Are Buchla Oscillators quantized?

Discussing some incredible modules that don't quite fit into the other forum categories.

Moderators: Joe., lisa, luketeaford, Kent

User avatar
01235813
Common Wiggler
Posts: 232
Joined: Tue Jan 29, 2019 5:48 am

Q

Post by 01235813 » Tue Mar 24, 2020 3:23 am

AutomaticGainsay wrote:
Mon Mar 23, 2020 9:52 pm
The moment you ask how well Buchla oscillators are controlled by external sources, and especially the moment you ask how well Buchla oscillators align to traditional tunings and scales is the moment where you're kind of missing what Don's influence and intention was.
I really respect what you have done for the synth community. I enjoy your content, wit and ability to present and will continue to do so.

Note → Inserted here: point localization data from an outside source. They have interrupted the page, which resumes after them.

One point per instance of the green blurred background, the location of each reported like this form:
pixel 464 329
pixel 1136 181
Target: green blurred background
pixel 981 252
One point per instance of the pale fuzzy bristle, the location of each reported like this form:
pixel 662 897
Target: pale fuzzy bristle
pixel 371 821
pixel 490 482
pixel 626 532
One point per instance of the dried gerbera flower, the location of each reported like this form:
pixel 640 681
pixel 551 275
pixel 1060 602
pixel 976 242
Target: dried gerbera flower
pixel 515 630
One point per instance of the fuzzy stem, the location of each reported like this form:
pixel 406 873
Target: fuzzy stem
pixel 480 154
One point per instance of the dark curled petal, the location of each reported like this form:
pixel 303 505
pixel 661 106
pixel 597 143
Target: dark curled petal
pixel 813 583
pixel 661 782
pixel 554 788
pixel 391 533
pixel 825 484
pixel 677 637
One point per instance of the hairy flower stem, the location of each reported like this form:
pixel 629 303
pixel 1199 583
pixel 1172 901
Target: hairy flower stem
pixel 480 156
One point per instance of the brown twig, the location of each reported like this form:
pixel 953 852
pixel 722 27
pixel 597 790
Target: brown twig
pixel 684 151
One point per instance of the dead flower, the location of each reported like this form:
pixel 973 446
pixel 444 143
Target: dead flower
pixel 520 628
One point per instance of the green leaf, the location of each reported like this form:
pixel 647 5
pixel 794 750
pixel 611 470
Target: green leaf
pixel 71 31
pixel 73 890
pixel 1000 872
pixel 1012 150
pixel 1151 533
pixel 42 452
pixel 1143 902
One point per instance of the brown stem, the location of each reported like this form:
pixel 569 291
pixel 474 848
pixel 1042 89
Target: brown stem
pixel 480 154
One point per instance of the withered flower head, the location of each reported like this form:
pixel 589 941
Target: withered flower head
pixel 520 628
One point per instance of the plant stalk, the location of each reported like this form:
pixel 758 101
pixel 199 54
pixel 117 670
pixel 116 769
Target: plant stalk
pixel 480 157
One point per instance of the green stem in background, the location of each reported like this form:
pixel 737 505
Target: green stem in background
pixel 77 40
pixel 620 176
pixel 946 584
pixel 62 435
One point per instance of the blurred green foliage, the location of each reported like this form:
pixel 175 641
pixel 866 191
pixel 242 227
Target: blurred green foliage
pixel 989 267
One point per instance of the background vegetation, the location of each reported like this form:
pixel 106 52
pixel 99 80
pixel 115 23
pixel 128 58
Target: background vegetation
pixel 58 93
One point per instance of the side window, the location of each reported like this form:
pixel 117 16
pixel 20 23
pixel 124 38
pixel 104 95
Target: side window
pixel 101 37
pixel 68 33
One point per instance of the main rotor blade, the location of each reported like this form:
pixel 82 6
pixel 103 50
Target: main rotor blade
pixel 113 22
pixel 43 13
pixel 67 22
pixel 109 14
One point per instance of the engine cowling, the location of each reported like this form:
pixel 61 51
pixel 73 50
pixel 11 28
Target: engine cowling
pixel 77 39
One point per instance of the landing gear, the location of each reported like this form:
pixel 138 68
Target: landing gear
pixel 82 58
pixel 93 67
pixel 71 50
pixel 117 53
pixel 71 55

That said, I disagree with your statement. Quite frankly I don't care what Don's intention was. I'd like to believe that his intention was to make an open, flexible instrument that caters to individual needs whilst producing a one of a kind sound. I do believe his goal was to lead away from traditional music and help open new doors to musical perception. I have seen videos of Joel Davel perfectly tracking a 200e, look at the work of Richard Lainhart or Alessandro Cortini. Tell them that syncing gear wasn't Don's intention.

What about the easel command, it's all about syncing to external gear is it not?

User avatar
mutierend
Veteran Wiggler
Posts: 543
Joined: Tue Jan 24, 2017 12:21 pm
Location: Seattle, WA

Re: Are Buchla Oscillators quantized?

Post by mutierend » Tue Mar 24, 2020 2:25 pm

The last thing I want to do is scare someone off from getting into Buchla. Yes, the 261e doesn't track pitch particularly great when using CV. Some say that the CV input was not intended for pitch specifically, but rather for CV control of the tuning of the oscillator. (Classic.)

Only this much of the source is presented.